The holiday season is when magazines, newspapers and critics publish their lists of top wines released throughout the year. These rankings generate buzz and, according to wineries and retailers, significant sales. Most influential is Wine Spectator magazine, which conducts blind tastings at its offices in New York and California’s Napa Valley.
Some might argue that attorney-turned-critic Robert Parker has been more influential, but while the Wine Advocate newsletter he founded and the 100-point scoring system he developed remain popular, Wine Spectator has a greater reach with a reported circulation of 400,000 print subscribers and 3 million readers.
Historically, wines from the Pacific Northwest have performed well on the tasting panels for publisher Marvin R. Shanken and executive editor Thomas Matthews. In the past year, their staff reviewed more than 15,000 wines from around the world, and seven Northwest wines cracked Spectator’s Top 100.
“Wine lovers today have more choice than ever, and this year’s Top 100 selection is a reflection of that diversity,” Matthews said in a news release. The list is based on quality, value, availability (the number of cases either made or imported to the U.S.) and a compelling story behind the wine or what Wine Spectator referred to as the “X factor.”
This year, the top two wines are dominated by cabernet sauvignon. Atop the list is the Château Léoville-Barton 2016 St.-Julien from Bordeaux ($98), followed by the Mayacamas 2015 Mount Veeder Cabernet Sauvignon, Napa Valley ($125).
Since the list debuted in 1988, there have been 237 wines from Washington (142) and Oregon (95) to make the list. Chateau Ste.
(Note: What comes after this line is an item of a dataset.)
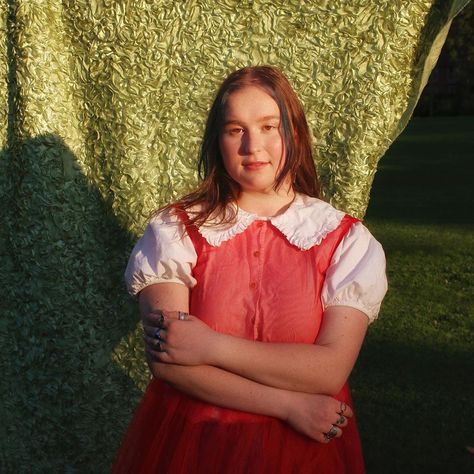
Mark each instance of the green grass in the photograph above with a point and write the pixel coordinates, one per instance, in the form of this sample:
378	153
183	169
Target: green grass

Michelle leads with 17, followed by sister winery Columbia Crest at 16, Leonetti Cellar at 11 and Woodward Canyon with seven. Brands owned by Charles Smith now have cracked the list nine times.
In Oregon, Argyle Winery leads with 12 listings since 1990. Our region’s highest ranking was a decade ago. That’s when the Columbia Crest 2005 Reserve Cabernet Sauvignon ranked No. 1 in the world for 2009. That wine was produced in Paterson by Ray Einberger and Juan Muñoz Oca. Four times, a Washington or Oregon wine appeared at No. 2.
Alas, no wine from Idaho or British Columbia has appeared on Spectator’s Top 100. Critics and writers across the U.S. view the Gem State with fascination as an emerging wine region, while the “availability” of British Columbia wines in the U.S. is a critical factor to the magazine’s review policies.
Below is a quick look at each of the seven wines from our region on the Top 100, followed by a listing of those that earned placement among Spectator’s 100 Values. Ask for them at your favorite wine merchants or contact the wineries directly immediately.
Both lists appear in the magazine’s Dec. 31 issue, which hit newsstands earlier this month. Online subscribers received a sneak peek last month.
It’s worth noting that Australian winemaker John Duval, who produces Sequel Syrah as his part in the Long Shadows Vintners constellation in Walla Walla, hit No. 25 on the list with his Plexus Red GSM-style wine from his Barossa Valley homeland.
Michel Gassier, a partner on Ste. Michelle’s Tenet project with Bob Bertheau, made the Spectator list at No. 63 with his Costières de Nîmes White Nostre Païs, a blend of Rhône varieties from France.
In deliciously predictable fashion, the Northwest showed up nine times among Wine Spectator’s 100 Top Values, led by a trio of Ste. Michelle Wine Estates bottlings with the Chateau Ste. Michelle 2017 Chardonnay, Columbia Valley, $11; Chateau Ste. Michelle 2018 Rosé, Columbia Valley, $11; and Domaine Ste. Michelle NV Brut, Columbia Valley, $13.
For the “Big Reds” category, there was the Mercer Estates Winery 2016 Cabernet Sauvignon, Horse Heaven Hills, $17, and the Nine Hats 2016 Cabernet Sauvignon, Columbia Valley, $20.
Among “Elegant Reds,” making the list was the Columbia Winery 2016 Merlot, Columbia Valley, $16; Canoe Ridge Vineyard 2017 The Expedition Merlot, Horse Heaven Hills, $17; Maison L’Envoyé 2017 Straight Shooter Pinot Noir, Willamette Valley, $20; and Lange Estate Winery & Vineyards 2017 Classiqué Pinot Noir, Willamette Valley, $25.